The personnel company Heineken Nederlands Beheer B.V. employs about 70 catering employees. The employees are seconded on a permanent basis to Heineken Nederland B.V. One day Heineken Nederland B.V. decided to outsource the catering activities to Albron B.V., which did employ the employees, but on considerably worse employment conditions.

The catering employees took the position that the outsourcing falls under the Directive on 'transfer of undertakings', so that their employment contracts have automatically passed to Albron. Albron, on the other hand, thought that there was no transfer of undertaking because the employees were not in the service of Heineken Nederland B.V., which has transferred the catering activities to Albron. The employees were in the service of a separate personnel company.
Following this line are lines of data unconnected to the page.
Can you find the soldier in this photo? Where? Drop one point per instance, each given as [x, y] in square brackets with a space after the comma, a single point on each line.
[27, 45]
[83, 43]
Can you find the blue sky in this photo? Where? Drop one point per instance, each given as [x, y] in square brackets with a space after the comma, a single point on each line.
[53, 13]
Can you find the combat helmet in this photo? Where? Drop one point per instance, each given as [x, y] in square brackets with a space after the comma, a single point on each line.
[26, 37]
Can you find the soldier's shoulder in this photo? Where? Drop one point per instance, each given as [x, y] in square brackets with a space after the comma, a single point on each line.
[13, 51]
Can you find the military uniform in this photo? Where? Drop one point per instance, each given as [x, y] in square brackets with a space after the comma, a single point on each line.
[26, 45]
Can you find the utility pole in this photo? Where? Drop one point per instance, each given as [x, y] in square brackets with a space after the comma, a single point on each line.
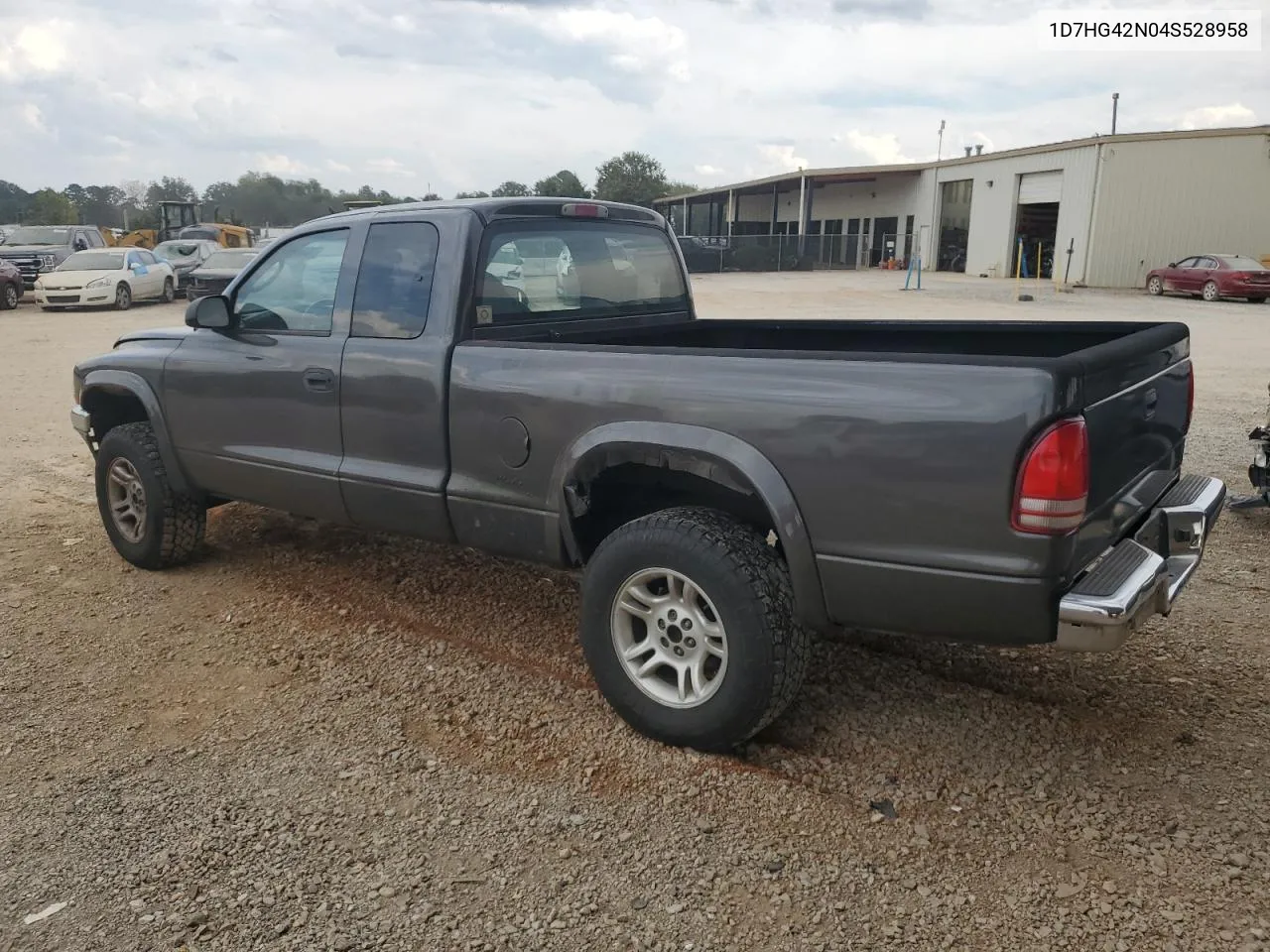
[935, 198]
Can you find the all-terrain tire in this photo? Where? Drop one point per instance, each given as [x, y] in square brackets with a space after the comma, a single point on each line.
[747, 581]
[175, 525]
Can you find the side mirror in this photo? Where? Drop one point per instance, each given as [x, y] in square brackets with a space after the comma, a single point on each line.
[211, 312]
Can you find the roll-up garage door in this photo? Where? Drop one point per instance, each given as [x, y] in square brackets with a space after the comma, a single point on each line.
[1040, 186]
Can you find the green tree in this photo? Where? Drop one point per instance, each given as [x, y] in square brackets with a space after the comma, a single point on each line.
[563, 184]
[51, 207]
[171, 189]
[13, 202]
[511, 189]
[631, 177]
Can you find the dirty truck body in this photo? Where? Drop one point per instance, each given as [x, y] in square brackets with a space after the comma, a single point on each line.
[747, 480]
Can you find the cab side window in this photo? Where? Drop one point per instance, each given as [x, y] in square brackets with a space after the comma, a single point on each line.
[394, 284]
[295, 289]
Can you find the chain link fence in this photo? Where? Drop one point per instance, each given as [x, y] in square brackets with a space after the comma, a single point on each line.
[795, 253]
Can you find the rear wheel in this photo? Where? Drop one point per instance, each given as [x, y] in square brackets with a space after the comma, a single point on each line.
[688, 625]
[148, 522]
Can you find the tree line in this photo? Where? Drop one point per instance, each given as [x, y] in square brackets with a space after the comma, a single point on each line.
[262, 198]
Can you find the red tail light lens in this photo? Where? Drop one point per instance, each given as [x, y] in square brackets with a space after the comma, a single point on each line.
[1055, 481]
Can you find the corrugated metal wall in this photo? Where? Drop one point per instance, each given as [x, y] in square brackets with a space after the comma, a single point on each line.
[1166, 199]
[992, 208]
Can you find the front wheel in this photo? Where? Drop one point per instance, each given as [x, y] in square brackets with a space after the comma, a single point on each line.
[688, 625]
[148, 522]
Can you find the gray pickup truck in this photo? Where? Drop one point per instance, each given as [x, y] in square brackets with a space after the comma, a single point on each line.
[726, 486]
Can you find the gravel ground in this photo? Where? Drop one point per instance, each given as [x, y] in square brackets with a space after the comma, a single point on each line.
[316, 739]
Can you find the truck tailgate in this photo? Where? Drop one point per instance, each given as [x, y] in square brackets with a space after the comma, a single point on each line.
[1137, 416]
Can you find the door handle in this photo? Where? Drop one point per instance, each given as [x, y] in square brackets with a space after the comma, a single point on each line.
[318, 379]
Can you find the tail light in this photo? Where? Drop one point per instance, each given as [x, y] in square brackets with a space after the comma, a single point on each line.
[1055, 481]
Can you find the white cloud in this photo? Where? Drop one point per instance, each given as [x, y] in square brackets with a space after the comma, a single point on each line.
[363, 93]
[1216, 116]
[389, 167]
[280, 164]
[780, 158]
[39, 46]
[875, 149]
[33, 118]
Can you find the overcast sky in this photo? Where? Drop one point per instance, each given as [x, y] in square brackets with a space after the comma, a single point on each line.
[462, 94]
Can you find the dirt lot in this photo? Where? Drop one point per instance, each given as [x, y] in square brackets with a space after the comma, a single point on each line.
[316, 739]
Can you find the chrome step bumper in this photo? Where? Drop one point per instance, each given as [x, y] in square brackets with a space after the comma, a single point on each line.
[1142, 576]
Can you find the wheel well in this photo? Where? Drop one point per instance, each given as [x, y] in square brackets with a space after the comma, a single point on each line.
[112, 408]
[626, 490]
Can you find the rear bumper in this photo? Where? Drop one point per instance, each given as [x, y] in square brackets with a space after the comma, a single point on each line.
[1143, 575]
Eventually, the case was brought before the Amsterdam Court of Appeal ('the Court of Appeal'). The Court of Appeal struggled with the interpretation of the concept of 'employer' and asked the European Court of Justice ('the ECJ') to provide an explanation. The ECJ considered that the group company to which the employees were de facto assigned on a permanent basis, without however being linked to the latter by a contract of employment, may also be regarded as a 'transferor' within the meaning of the Directive. The case was then referred back to the Court of Appeal.
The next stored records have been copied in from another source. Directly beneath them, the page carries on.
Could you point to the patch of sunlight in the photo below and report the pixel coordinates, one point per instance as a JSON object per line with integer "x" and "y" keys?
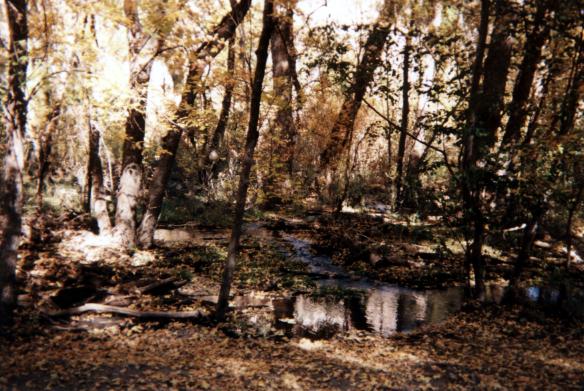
{"x": 492, "y": 252}
{"x": 564, "y": 362}
{"x": 142, "y": 258}
{"x": 89, "y": 247}
{"x": 290, "y": 381}
{"x": 307, "y": 344}
{"x": 380, "y": 359}
{"x": 455, "y": 246}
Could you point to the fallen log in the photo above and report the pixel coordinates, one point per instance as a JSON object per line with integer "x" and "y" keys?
{"x": 160, "y": 287}
{"x": 103, "y": 308}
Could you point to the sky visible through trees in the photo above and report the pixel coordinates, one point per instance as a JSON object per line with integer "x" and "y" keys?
{"x": 291, "y": 194}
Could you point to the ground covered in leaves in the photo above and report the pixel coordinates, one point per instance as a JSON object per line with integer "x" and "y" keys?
{"x": 430, "y": 253}
{"x": 484, "y": 347}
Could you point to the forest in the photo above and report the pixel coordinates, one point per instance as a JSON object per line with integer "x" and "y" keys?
{"x": 291, "y": 194}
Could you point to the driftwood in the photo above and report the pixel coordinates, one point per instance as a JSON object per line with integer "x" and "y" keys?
{"x": 103, "y": 308}
{"x": 163, "y": 285}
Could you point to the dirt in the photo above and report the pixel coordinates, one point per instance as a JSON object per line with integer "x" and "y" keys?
{"x": 483, "y": 347}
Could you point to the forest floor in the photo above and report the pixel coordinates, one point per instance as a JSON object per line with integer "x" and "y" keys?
{"x": 482, "y": 346}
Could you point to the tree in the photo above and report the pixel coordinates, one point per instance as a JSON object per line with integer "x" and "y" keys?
{"x": 341, "y": 132}
{"x": 283, "y": 131}
{"x": 404, "y": 120}
{"x": 250, "y": 144}
{"x": 131, "y": 177}
{"x": 11, "y": 181}
{"x": 523, "y": 84}
{"x": 205, "y": 52}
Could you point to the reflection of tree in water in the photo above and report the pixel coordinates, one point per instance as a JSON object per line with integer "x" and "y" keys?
{"x": 314, "y": 314}
{"x": 382, "y": 310}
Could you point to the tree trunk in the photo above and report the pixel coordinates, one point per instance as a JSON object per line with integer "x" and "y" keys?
{"x": 11, "y": 186}
{"x": 283, "y": 130}
{"x": 131, "y": 177}
{"x": 45, "y": 147}
{"x": 98, "y": 201}
{"x": 527, "y": 240}
{"x": 343, "y": 127}
{"x": 219, "y": 133}
{"x": 572, "y": 100}
{"x": 487, "y": 120}
{"x": 250, "y": 143}
{"x": 469, "y": 148}
{"x": 404, "y": 124}
{"x": 571, "y": 213}
{"x": 522, "y": 89}
{"x": 208, "y": 50}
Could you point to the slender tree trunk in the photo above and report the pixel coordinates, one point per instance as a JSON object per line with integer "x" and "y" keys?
{"x": 45, "y": 147}
{"x": 529, "y": 233}
{"x": 216, "y": 140}
{"x": 487, "y": 120}
{"x": 573, "y": 97}
{"x": 250, "y": 143}
{"x": 343, "y": 127}
{"x": 571, "y": 213}
{"x": 522, "y": 90}
{"x": 468, "y": 141}
{"x": 130, "y": 183}
{"x": 98, "y": 201}
{"x": 283, "y": 130}
{"x": 11, "y": 185}
{"x": 404, "y": 124}
{"x": 208, "y": 50}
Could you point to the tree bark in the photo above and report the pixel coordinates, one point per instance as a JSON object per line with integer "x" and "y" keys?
{"x": 216, "y": 140}
{"x": 342, "y": 129}
{"x": 45, "y": 147}
{"x": 482, "y": 136}
{"x": 571, "y": 213}
{"x": 208, "y": 50}
{"x": 283, "y": 130}
{"x": 98, "y": 201}
{"x": 250, "y": 143}
{"x": 469, "y": 150}
{"x": 404, "y": 124}
{"x": 11, "y": 185}
{"x": 130, "y": 183}
{"x": 522, "y": 89}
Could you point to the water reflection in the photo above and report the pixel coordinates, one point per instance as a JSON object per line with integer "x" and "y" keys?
{"x": 384, "y": 308}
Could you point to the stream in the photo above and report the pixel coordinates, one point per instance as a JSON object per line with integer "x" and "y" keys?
{"x": 348, "y": 302}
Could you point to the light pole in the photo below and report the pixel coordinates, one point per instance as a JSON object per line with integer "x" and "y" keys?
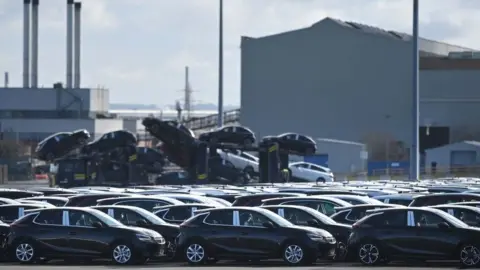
{"x": 220, "y": 65}
{"x": 414, "y": 155}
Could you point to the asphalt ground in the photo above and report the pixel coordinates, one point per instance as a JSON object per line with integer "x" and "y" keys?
{"x": 273, "y": 265}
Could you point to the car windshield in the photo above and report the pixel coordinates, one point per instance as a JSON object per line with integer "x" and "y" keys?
{"x": 323, "y": 218}
{"x": 152, "y": 218}
{"x": 275, "y": 218}
{"x": 111, "y": 222}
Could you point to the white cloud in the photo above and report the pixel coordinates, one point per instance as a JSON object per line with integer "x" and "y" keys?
{"x": 139, "y": 48}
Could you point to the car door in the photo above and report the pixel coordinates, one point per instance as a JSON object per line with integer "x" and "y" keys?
{"x": 430, "y": 240}
{"x": 85, "y": 239}
{"x": 254, "y": 238}
{"x": 51, "y": 232}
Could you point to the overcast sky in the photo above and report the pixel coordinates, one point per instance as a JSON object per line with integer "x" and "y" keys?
{"x": 139, "y": 48}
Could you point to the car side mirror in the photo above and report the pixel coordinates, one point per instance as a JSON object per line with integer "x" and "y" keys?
{"x": 443, "y": 225}
{"x": 312, "y": 222}
{"x": 97, "y": 225}
{"x": 142, "y": 223}
{"x": 268, "y": 225}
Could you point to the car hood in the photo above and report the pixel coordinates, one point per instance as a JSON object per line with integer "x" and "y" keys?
{"x": 317, "y": 231}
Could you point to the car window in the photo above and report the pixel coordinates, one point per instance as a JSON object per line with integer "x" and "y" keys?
{"x": 8, "y": 214}
{"x": 128, "y": 217}
{"x": 472, "y": 218}
{"x": 427, "y": 219}
{"x": 145, "y": 204}
{"x": 252, "y": 219}
{"x": 220, "y": 218}
{"x": 296, "y": 216}
{"x": 81, "y": 218}
{"x": 178, "y": 214}
{"x": 50, "y": 217}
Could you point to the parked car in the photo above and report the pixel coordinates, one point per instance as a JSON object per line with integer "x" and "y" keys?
{"x": 295, "y": 143}
{"x": 310, "y": 172}
{"x": 110, "y": 141}
{"x": 353, "y": 213}
{"x": 239, "y": 135}
{"x": 241, "y": 160}
{"x": 69, "y": 232}
{"x": 419, "y": 233}
{"x": 60, "y": 144}
{"x": 177, "y": 214}
{"x": 254, "y": 233}
{"x": 305, "y": 216}
{"x": 138, "y": 217}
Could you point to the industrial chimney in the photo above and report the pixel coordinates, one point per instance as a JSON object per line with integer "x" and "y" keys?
{"x": 34, "y": 63}
{"x": 26, "y": 43}
{"x": 69, "y": 43}
{"x": 77, "y": 45}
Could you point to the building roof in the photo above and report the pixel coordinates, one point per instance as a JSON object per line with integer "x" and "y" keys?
{"x": 427, "y": 47}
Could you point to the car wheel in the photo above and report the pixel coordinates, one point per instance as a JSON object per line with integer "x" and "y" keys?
{"x": 25, "y": 252}
{"x": 196, "y": 254}
{"x": 122, "y": 254}
{"x": 293, "y": 254}
{"x": 369, "y": 254}
{"x": 469, "y": 255}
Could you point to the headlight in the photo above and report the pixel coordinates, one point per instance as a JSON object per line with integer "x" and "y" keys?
{"x": 144, "y": 237}
{"x": 321, "y": 238}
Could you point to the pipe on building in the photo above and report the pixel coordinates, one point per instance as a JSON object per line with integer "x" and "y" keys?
{"x": 77, "y": 44}
{"x": 26, "y": 43}
{"x": 34, "y": 61}
{"x": 69, "y": 44}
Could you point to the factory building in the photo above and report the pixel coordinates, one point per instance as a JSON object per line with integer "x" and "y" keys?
{"x": 353, "y": 82}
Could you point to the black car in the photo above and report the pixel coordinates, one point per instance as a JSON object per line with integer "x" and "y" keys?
{"x": 17, "y": 193}
{"x": 56, "y": 201}
{"x": 325, "y": 205}
{"x": 60, "y": 144}
{"x": 72, "y": 232}
{"x": 221, "y": 170}
{"x": 254, "y": 233}
{"x": 419, "y": 233}
{"x": 229, "y": 134}
{"x": 305, "y": 216}
{"x": 176, "y": 214}
{"x": 110, "y": 141}
{"x": 468, "y": 214}
{"x": 351, "y": 214}
{"x": 135, "y": 216}
{"x": 294, "y": 143}
{"x": 11, "y": 212}
{"x": 444, "y": 198}
{"x": 83, "y": 200}
{"x": 256, "y": 199}
{"x": 145, "y": 202}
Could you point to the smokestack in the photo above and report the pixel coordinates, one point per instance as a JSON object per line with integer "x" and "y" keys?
{"x": 77, "y": 45}
{"x": 69, "y": 43}
{"x": 26, "y": 43}
{"x": 34, "y": 63}
{"x": 6, "y": 80}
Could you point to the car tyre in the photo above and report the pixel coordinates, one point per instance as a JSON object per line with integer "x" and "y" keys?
{"x": 369, "y": 254}
{"x": 294, "y": 254}
{"x": 469, "y": 255}
{"x": 24, "y": 252}
{"x": 122, "y": 254}
{"x": 196, "y": 253}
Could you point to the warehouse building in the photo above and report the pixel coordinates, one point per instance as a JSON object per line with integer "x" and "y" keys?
{"x": 353, "y": 82}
Judgment of the Court of Appeal

The Court of Appeal arrived at the opinion that the ECJ's interpretation of the concept of employer is not contrary to current Dutch legislation, and therefore concluded that the outsourcing at issue should be regarded as a transfer of undertaking within the meaning of the Directive. As a consequence, Albron is obliged to pay the wages in arrears starting from the time of the transfer, plus the statutory interest. Besides, Albron must apply the conditions of employment that were in place between the catering employees and Heineken Nederlands Beheer B.V. with retroactive effect.
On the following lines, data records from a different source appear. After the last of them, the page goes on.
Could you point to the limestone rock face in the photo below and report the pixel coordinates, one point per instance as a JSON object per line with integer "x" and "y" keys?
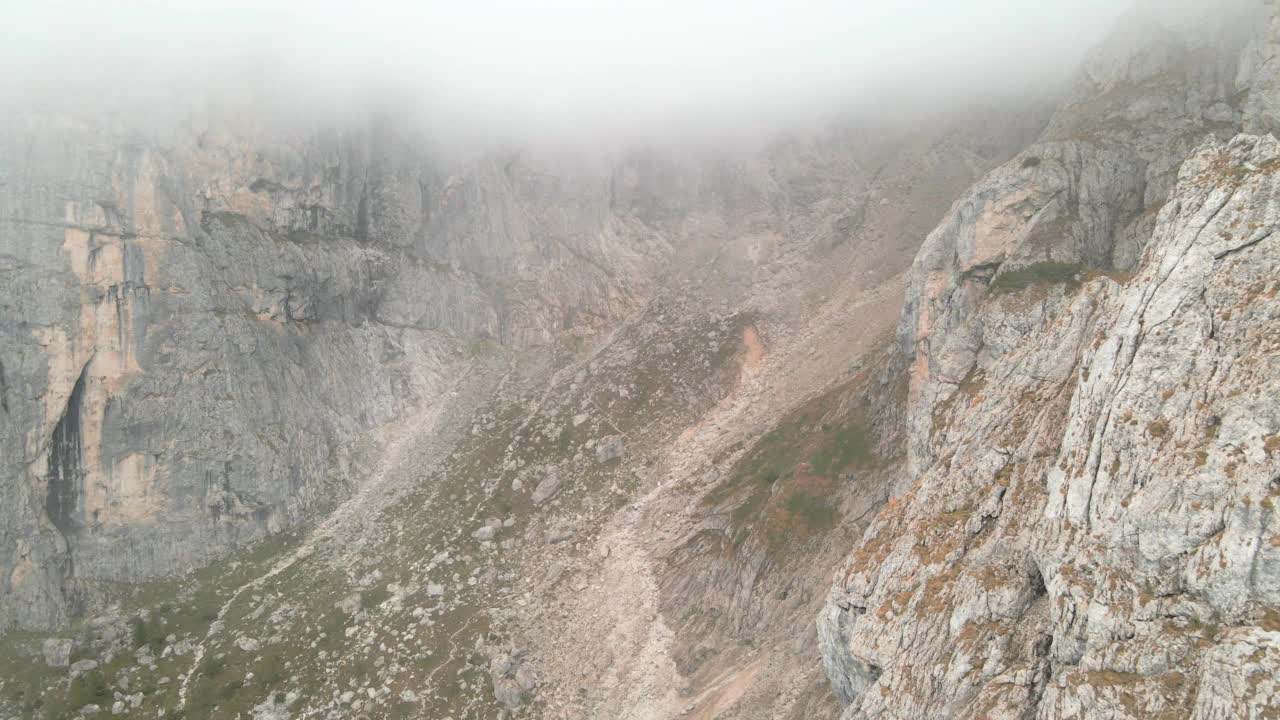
{"x": 197, "y": 327}
{"x": 1087, "y": 523}
{"x": 1088, "y": 528}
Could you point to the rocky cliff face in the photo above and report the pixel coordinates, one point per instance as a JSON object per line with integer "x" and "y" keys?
{"x": 333, "y": 423}
{"x": 1087, "y": 528}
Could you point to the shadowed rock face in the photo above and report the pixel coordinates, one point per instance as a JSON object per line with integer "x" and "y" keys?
{"x": 658, "y": 397}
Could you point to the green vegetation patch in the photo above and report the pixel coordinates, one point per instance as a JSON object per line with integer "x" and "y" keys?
{"x": 1038, "y": 274}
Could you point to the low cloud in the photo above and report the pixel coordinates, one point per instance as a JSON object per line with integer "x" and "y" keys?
{"x": 515, "y": 71}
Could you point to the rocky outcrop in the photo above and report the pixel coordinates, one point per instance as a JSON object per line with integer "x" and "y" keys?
{"x": 204, "y": 323}
{"x": 1087, "y": 529}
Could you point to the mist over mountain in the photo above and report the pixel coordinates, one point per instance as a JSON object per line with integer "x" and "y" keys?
{"x": 640, "y": 360}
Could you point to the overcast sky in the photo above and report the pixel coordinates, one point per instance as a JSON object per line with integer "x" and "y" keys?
{"x": 506, "y": 64}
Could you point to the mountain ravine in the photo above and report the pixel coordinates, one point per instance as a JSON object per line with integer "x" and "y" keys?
{"x": 970, "y": 417}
With respect to the applicable collective agreement, the Court of Appeal considered the following. The catering employees were bound by the collective agreement of Heineken. As a result of the transfer of undertaking, they naturally keep these employment conditions. The collective agreement of Heineken expired on 1 April 2006. Since the collective agreement to which Albron is bound is of a minimal nature, the more favorable provisions of the Heineken collective agreement retain their effect. This may only be otherwise if the parties agree differently, or if a standard collective agreement is declared applicable to Albron. In this case, it is not possible to deviate from the collective agreement.

Conclusion

Before this case came up, it was generally assumed that in order to fall under the Directive on the transfer of undertakings, an employee should formally be employed by the transferor. However, it appears from the Albron case that if employees are seconded on a permanent basis within a group, a material or non-contractual employer may also be regarded as the transferor, besides the formal or contractual employer (in this case the personnel company Heineken Nederlands Beheer B.V.). As a result, the employees who are de facto working for a non-contractual employer may also be transferred, while retaining their rights and obligations.

Tips

  • It is necessary to take into account the possible existence of a non-contractual employer when transferring an undertaking. This construction is often found in holdings, where employees are in the service of a personnel company, but in fact work at another company. In the event of a transfer of undertaking of their non-contractual employer, these employees are transferred to the transferee, and may lay claim to their former conditions of employment.
  • Although the Albron case relates to a situation in which the contractual and the non-contractual employer belong to one group, it cannot be excluded that the judgment will also have big consequences for the payroll sector, for example. In the case of payroll services, the payroll business employs the staff on paper. This makes the payroll business the formal employer, while the staff is in fact working for another company. However, at the moment the consequences for the payroll sector are still not clear.
  • When preparing a takeover, it is wise to have a clear picture of whether there are employees who, although not formally employed by the transferor, do work there on a permanent basis through employment with another company.